Intentemos resumir sus interpretaciones a los hechos
experimentales conocidos en la época: cuando metales como
estaño y plomo se calientan en un recipiente cerrado
conteniendo aire se observa el aumento del peso del calcinado y
la constancia del peso del sistema total, al
tiempo que se crea un vacío parcial en el interior del
recipiente y solo aproximadamente una quinta parte del volumen del aire
se consume.
La interpretación de estos hechos es bien distinta a la de
sus colegas británicos. Los metales no liberan flogisto al
calcinarse sino que se combinan con un elemento componente del
aire que se corresponde con el aire vivificante desflogisticado y
de ahí su incremento en peso. A partir de entonces nombra
este nuevo elemento gaseoso como oxígeno.

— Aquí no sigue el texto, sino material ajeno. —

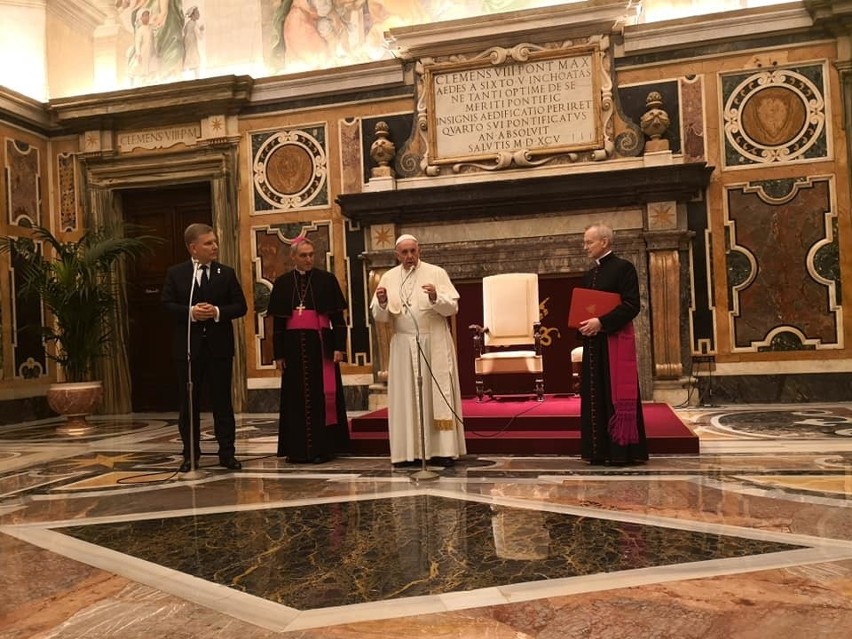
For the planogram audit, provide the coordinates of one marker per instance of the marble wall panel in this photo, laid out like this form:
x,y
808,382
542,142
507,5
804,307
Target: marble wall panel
x,y
23,185
780,292
351,155
27,316
692,119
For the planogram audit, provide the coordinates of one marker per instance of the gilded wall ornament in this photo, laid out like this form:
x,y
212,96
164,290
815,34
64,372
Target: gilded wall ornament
x,y
775,115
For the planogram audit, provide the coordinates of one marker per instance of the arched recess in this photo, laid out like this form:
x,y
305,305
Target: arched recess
x,y
102,176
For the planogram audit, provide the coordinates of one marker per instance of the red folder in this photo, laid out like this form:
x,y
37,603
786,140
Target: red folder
x,y
587,303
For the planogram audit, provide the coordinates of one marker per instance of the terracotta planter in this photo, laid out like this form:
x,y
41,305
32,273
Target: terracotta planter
x,y
75,401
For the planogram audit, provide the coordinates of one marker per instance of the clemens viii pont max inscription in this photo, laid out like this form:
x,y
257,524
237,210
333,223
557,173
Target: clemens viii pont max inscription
x,y
510,109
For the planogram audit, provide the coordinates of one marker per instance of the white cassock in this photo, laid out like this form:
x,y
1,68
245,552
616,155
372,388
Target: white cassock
x,y
408,309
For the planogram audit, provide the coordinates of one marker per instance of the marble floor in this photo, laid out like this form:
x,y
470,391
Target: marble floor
x,y
99,537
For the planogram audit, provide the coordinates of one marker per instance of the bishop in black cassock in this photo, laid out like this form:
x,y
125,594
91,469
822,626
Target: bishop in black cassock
x,y
308,328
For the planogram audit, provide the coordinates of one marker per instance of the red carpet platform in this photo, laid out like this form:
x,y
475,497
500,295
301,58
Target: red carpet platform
x,y
526,427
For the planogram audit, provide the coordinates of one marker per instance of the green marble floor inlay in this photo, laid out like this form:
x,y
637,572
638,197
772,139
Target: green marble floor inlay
x,y
355,552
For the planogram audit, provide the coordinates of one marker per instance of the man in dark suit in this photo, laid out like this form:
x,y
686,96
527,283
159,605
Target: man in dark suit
x,y
216,300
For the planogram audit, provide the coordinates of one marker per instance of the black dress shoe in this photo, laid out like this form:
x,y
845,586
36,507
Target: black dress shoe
x,y
407,464
230,463
186,466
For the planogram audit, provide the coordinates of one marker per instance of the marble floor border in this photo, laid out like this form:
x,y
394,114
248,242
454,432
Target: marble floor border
x,y
281,618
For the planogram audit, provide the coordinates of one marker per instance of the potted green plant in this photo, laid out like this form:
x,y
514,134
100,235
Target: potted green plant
x,y
76,282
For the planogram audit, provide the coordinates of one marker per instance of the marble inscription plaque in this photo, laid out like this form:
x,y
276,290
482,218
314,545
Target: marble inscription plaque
x,y
546,103
159,138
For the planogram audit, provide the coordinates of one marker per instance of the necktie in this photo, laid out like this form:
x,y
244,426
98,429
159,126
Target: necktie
x,y
203,281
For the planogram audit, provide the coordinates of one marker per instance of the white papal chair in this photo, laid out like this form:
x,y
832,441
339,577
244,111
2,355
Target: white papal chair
x,y
510,311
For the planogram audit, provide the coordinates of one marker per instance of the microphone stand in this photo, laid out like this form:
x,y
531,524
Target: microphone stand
x,y
194,472
423,474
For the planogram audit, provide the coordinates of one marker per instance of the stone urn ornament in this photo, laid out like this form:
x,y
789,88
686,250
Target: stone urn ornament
x,y
75,401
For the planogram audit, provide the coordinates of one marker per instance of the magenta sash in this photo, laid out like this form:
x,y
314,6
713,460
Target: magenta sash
x,y
306,320
624,381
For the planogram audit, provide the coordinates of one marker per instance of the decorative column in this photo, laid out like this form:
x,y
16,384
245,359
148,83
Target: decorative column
x,y
664,241
665,288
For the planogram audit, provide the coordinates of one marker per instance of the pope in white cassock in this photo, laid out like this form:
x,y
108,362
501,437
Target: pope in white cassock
x,y
416,295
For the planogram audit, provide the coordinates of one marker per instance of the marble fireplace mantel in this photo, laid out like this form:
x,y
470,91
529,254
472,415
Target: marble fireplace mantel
x,y
528,196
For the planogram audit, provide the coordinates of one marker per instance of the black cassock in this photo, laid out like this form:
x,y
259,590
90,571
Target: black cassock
x,y
304,432
615,275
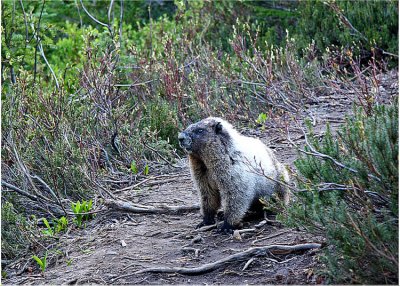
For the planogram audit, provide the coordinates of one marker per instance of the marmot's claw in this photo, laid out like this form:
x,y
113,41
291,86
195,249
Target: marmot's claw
x,y
205,222
226,228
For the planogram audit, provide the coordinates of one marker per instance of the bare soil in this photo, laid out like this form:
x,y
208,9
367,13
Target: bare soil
x,y
115,245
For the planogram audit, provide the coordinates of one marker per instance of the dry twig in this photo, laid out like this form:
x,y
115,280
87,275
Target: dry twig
x,y
245,255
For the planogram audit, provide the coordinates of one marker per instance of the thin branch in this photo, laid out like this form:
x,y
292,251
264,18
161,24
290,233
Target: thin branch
x,y
19,191
136,208
158,153
121,15
91,17
245,255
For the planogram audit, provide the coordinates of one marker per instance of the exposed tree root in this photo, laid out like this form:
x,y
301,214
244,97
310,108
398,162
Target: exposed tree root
x,y
245,255
136,208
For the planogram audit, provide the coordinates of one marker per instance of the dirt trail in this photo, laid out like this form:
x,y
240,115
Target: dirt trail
x,y
115,244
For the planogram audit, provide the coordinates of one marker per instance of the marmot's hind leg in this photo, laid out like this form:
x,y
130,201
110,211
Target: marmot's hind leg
x,y
210,203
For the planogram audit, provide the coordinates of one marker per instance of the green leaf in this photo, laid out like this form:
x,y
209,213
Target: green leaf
x,y
46,222
38,261
134,167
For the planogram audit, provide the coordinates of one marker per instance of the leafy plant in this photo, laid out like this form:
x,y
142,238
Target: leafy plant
x,y
41,262
134,169
352,198
146,170
81,211
262,118
61,224
49,230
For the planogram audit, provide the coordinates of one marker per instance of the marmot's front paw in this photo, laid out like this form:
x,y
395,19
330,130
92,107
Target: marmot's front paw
x,y
206,222
226,228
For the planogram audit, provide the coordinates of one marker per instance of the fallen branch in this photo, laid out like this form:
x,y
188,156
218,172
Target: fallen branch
x,y
245,255
136,208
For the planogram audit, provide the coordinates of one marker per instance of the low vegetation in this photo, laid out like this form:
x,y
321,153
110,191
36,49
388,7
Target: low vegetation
x,y
99,89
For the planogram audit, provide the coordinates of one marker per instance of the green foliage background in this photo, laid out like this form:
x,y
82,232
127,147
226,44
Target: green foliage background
x,y
112,93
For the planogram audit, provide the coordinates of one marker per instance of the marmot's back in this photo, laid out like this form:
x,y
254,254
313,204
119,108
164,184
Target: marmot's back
x,y
229,168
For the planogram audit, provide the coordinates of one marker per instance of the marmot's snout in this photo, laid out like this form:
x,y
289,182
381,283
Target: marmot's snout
x,y
185,141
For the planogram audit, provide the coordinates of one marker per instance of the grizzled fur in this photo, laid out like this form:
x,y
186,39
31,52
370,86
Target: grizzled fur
x,y
223,164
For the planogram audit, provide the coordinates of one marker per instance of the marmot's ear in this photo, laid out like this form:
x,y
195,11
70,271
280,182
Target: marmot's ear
x,y
218,127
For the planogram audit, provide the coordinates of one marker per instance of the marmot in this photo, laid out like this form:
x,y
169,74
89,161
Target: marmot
x,y
224,164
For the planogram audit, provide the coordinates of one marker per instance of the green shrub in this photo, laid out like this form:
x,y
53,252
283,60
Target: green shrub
x,y
355,207
14,232
81,211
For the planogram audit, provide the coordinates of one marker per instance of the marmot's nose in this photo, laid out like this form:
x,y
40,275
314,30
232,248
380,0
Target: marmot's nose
x,y
181,137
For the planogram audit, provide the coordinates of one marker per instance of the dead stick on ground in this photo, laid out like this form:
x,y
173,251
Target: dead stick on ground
x,y
128,207
245,255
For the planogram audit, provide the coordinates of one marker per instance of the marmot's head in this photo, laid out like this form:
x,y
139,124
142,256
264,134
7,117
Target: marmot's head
x,y
210,132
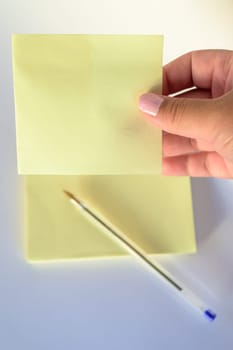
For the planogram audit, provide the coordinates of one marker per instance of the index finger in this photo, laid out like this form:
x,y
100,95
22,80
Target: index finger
x,y
194,69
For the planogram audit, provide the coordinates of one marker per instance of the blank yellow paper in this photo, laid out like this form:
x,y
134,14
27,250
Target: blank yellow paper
x,y
76,103
154,211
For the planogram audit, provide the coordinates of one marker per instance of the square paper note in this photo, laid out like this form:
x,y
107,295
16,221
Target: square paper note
x,y
76,103
154,211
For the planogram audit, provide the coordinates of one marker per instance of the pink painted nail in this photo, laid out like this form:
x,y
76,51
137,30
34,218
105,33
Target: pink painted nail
x,y
150,103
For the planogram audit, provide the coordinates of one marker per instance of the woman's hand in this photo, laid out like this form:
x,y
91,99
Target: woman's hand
x,y
198,125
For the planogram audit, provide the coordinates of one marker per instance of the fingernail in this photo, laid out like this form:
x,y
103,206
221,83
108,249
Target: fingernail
x,y
150,103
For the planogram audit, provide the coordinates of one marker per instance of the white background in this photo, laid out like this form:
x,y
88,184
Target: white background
x,y
114,304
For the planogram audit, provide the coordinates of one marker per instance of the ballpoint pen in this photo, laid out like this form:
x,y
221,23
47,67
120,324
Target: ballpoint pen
x,y
137,251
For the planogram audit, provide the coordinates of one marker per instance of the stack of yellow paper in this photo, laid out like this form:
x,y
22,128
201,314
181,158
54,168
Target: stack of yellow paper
x,y
79,129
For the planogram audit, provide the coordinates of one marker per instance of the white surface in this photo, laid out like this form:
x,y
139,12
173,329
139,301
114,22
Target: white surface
x,y
114,304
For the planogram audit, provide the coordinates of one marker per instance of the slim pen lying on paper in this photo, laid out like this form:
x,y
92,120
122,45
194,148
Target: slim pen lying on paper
x,y
134,249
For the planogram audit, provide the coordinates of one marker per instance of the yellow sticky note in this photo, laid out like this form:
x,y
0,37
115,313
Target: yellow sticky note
x,y
76,103
154,211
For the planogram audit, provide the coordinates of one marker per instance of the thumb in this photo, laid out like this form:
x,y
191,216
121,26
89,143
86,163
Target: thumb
x,y
194,118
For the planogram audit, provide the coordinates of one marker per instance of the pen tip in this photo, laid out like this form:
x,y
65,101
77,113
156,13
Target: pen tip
x,y
71,196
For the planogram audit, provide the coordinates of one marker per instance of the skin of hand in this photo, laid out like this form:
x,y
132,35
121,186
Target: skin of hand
x,y
197,123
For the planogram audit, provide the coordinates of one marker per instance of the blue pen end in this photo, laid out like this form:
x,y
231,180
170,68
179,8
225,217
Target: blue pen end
x,y
210,315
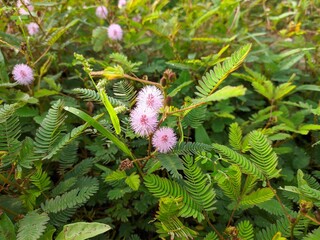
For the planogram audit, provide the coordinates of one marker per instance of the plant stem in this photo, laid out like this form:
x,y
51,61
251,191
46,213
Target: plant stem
x,y
212,226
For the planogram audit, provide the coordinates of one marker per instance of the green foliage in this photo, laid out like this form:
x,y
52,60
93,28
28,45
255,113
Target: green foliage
x,y
245,164
41,180
214,78
314,235
32,226
169,223
7,230
73,198
196,192
172,163
262,154
185,148
9,140
50,129
240,83
235,136
82,230
245,230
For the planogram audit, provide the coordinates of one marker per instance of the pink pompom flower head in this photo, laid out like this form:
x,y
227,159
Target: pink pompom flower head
x,y
150,97
21,7
33,28
143,121
115,32
164,139
101,12
121,3
23,74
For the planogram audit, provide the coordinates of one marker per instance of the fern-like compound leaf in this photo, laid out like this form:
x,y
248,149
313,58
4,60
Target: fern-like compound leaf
x,y
245,164
172,163
50,129
211,236
315,235
245,229
162,187
235,136
230,182
168,222
10,145
41,180
7,110
262,154
125,92
191,148
87,94
195,117
211,81
198,185
127,65
32,226
256,197
74,198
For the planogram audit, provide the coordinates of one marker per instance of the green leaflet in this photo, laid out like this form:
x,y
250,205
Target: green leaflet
x,y
82,230
113,115
259,196
6,228
133,181
105,132
169,223
222,94
245,230
212,80
32,226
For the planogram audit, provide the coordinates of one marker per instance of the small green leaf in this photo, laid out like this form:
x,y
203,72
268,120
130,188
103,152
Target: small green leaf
x,y
99,37
172,163
256,197
116,176
6,228
133,181
222,94
105,132
113,115
44,93
82,230
112,73
4,78
309,127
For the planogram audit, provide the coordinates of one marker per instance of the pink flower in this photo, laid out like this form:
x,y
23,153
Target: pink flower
x,y
122,3
22,74
150,97
102,12
143,121
33,28
22,8
164,139
115,32
137,18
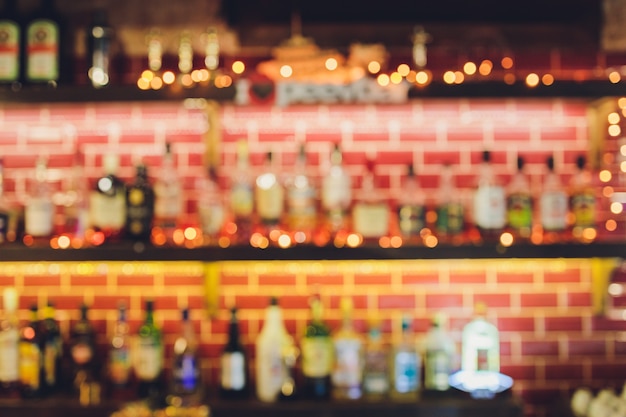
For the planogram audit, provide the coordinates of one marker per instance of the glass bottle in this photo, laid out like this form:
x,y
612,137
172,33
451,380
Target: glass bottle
x,y
139,206
148,365
30,357
52,350
9,343
406,364
317,354
553,205
107,201
234,364
347,374
489,201
519,203
411,207
370,214
272,341
186,380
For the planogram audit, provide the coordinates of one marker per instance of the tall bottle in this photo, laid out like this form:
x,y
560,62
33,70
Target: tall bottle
x,y
272,341
107,200
9,344
30,357
52,350
553,205
406,364
317,354
233,363
519,203
336,192
489,201
186,378
347,374
39,209
10,45
148,364
139,206
370,214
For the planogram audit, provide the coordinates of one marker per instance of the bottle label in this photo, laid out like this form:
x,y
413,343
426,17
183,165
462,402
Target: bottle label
x,y
348,370
42,50
317,356
29,364
9,365
553,206
9,51
233,376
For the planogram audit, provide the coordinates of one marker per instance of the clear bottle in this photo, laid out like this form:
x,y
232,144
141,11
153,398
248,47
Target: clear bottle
x,y
519,203
186,378
438,356
347,374
9,343
489,209
270,344
371,213
406,364
317,354
233,363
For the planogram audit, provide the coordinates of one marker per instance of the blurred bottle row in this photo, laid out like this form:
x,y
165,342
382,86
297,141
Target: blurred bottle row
x,y
342,364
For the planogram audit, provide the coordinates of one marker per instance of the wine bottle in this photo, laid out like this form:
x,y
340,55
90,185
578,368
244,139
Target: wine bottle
x,y
233,363
317,354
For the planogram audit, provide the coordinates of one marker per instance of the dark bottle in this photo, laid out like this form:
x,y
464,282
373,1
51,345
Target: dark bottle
x,y
82,351
233,363
139,206
30,357
52,351
10,45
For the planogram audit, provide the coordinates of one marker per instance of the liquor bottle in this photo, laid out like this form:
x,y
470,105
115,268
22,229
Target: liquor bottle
x,y
480,343
438,356
52,351
148,365
489,201
9,342
519,203
82,349
30,357
139,206
336,192
168,194
107,201
553,205
119,364
406,364
317,354
10,45
186,379
582,199
411,207
347,374
376,382
450,223
233,363
43,41
241,194
301,196
99,34
272,341
370,214
269,194
39,210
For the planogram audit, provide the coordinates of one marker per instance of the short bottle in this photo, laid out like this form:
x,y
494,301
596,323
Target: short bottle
x,y
233,363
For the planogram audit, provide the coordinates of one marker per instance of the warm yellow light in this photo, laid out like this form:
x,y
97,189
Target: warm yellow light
x,y
238,67
469,68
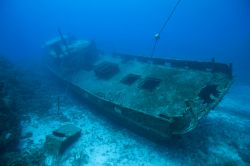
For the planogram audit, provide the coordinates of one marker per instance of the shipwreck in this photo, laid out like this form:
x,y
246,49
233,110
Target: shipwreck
x,y
157,97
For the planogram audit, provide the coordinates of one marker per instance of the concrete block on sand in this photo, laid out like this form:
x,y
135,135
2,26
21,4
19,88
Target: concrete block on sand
x,y
61,138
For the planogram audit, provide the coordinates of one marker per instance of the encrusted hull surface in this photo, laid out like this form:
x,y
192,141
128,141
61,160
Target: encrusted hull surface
x,y
154,96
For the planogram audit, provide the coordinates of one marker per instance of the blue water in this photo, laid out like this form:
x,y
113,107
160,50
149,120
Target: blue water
x,y
198,30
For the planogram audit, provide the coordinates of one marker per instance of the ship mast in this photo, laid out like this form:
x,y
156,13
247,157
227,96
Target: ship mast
x,y
157,36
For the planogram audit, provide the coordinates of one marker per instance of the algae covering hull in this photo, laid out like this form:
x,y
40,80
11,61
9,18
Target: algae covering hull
x,y
154,96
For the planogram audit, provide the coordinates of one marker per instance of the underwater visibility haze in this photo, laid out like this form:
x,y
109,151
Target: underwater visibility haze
x,y
91,82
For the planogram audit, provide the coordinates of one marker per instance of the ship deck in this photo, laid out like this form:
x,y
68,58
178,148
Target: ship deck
x,y
149,88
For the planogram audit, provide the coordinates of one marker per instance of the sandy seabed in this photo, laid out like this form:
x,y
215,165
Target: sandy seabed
x,y
221,138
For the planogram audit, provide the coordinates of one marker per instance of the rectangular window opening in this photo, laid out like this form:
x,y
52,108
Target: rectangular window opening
x,y
130,79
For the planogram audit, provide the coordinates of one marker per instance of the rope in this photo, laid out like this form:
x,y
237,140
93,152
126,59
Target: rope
x,y
157,36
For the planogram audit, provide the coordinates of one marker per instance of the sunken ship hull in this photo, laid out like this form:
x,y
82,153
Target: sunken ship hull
x,y
155,97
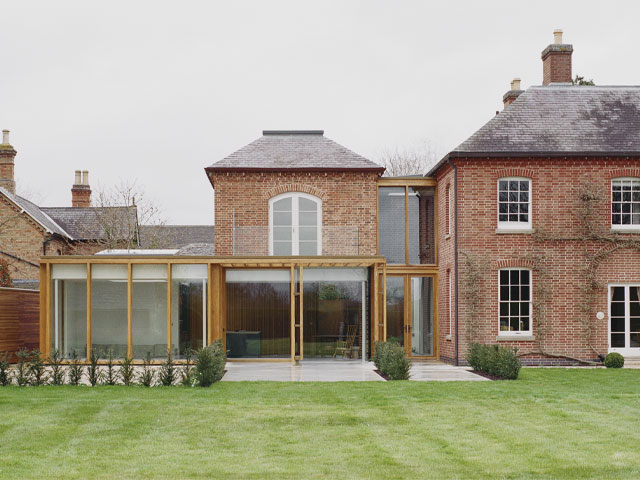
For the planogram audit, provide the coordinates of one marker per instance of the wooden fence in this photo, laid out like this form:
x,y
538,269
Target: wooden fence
x,y
19,320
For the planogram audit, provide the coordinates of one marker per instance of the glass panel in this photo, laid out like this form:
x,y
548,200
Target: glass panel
x,y
391,223
109,324
395,309
422,316
69,314
188,308
421,225
258,311
334,305
149,321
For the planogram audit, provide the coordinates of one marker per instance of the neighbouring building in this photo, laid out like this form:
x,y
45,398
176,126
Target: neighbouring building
x,y
524,235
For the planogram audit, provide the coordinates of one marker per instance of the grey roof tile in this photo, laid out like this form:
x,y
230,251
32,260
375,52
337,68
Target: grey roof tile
x,y
294,150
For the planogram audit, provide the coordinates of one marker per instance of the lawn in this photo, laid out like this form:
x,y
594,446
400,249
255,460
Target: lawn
x,y
562,423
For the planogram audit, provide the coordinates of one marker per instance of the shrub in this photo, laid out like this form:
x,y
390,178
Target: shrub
x,y
110,377
210,364
22,374
187,374
126,371
147,376
76,370
614,360
5,373
57,370
37,369
168,374
390,360
501,362
93,372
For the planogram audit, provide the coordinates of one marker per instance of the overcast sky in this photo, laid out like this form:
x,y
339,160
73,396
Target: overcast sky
x,y
156,91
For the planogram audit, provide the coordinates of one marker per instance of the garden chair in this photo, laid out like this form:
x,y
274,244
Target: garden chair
x,y
344,346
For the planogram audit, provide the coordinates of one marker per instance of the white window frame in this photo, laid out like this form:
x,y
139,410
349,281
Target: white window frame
x,y
634,351
631,226
510,333
295,218
514,225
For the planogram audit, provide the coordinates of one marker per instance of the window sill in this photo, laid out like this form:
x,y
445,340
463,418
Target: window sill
x,y
515,338
625,230
524,231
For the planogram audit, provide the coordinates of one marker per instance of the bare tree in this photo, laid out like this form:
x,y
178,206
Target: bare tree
x,y
117,214
407,161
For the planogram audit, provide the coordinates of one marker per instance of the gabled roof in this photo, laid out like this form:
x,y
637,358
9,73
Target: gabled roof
x,y
90,223
175,236
282,150
561,119
36,213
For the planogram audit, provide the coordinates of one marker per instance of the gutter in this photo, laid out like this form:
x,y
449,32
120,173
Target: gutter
x,y
455,251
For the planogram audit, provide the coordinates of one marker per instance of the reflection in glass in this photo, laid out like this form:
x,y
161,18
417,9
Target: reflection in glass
x,y
258,313
334,308
109,324
69,309
395,309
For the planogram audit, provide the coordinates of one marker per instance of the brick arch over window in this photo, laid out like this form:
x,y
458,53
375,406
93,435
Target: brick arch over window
x,y
516,263
624,173
514,172
293,188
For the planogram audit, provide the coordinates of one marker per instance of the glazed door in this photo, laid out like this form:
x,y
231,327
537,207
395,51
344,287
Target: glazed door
x,y
410,313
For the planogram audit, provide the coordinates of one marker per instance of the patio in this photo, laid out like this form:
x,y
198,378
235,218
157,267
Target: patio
x,y
339,371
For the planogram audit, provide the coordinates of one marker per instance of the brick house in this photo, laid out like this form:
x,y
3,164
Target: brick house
x,y
539,223
523,235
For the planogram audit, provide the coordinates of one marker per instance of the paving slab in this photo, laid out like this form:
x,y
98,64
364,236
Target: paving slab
x,y
443,372
337,370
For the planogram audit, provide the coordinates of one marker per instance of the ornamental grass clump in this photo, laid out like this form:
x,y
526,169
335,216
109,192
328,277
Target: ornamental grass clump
x,y
126,371
57,370
147,376
391,362
495,360
5,373
110,376
210,364
614,360
76,370
168,373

Al componente gaseoso residual de la combustión
correspondiente a las cuatro quintas partes en volumen del
aire,
caracterizado por su relativa inercia química (el aire
flogisticado de Black) lo denomina nitrógeno. Y por
último, al enigmático gas inflamable de Cavendish
que es capaz (según comprobó experimentalmente en
1783) de arder produciendo vapores que condensan en forma de
gotas de agua, lo llama
hidrógeno.
Quedaba resuelto así, en términos del
reconocimiento de sustancias elementales determinadas, lo que
Sthal pretendió identificar con el flogisto.
En 1789 Lavoisier publicó su "Tratado Elemental
de Química" en el que expone su método
cuantitativo para interpretar las reacciones
químicas y propone el primer sistema de nomenclatura para
los compuestos químicos del que aún perdura su
carácter binomial.
Desdichadamente, cuatro años mas tarde Lavoisier es
ejecutado en la guillotina al ser acusado de verse relacionado
con un grupo de
recaudadores de impuestos que los
revolucionarios franceses consideraron un instrumento de corrupción
de la odiada monarquía. Su amigo el célebre
matemático M. Lagrange diría: "un segundo
bastó para separar su cabeza del cuerpo, pasarán
siglos para que una cabeza como aquélla vuelva a ser
llevada sobre los hombros de un hombre de ciencias".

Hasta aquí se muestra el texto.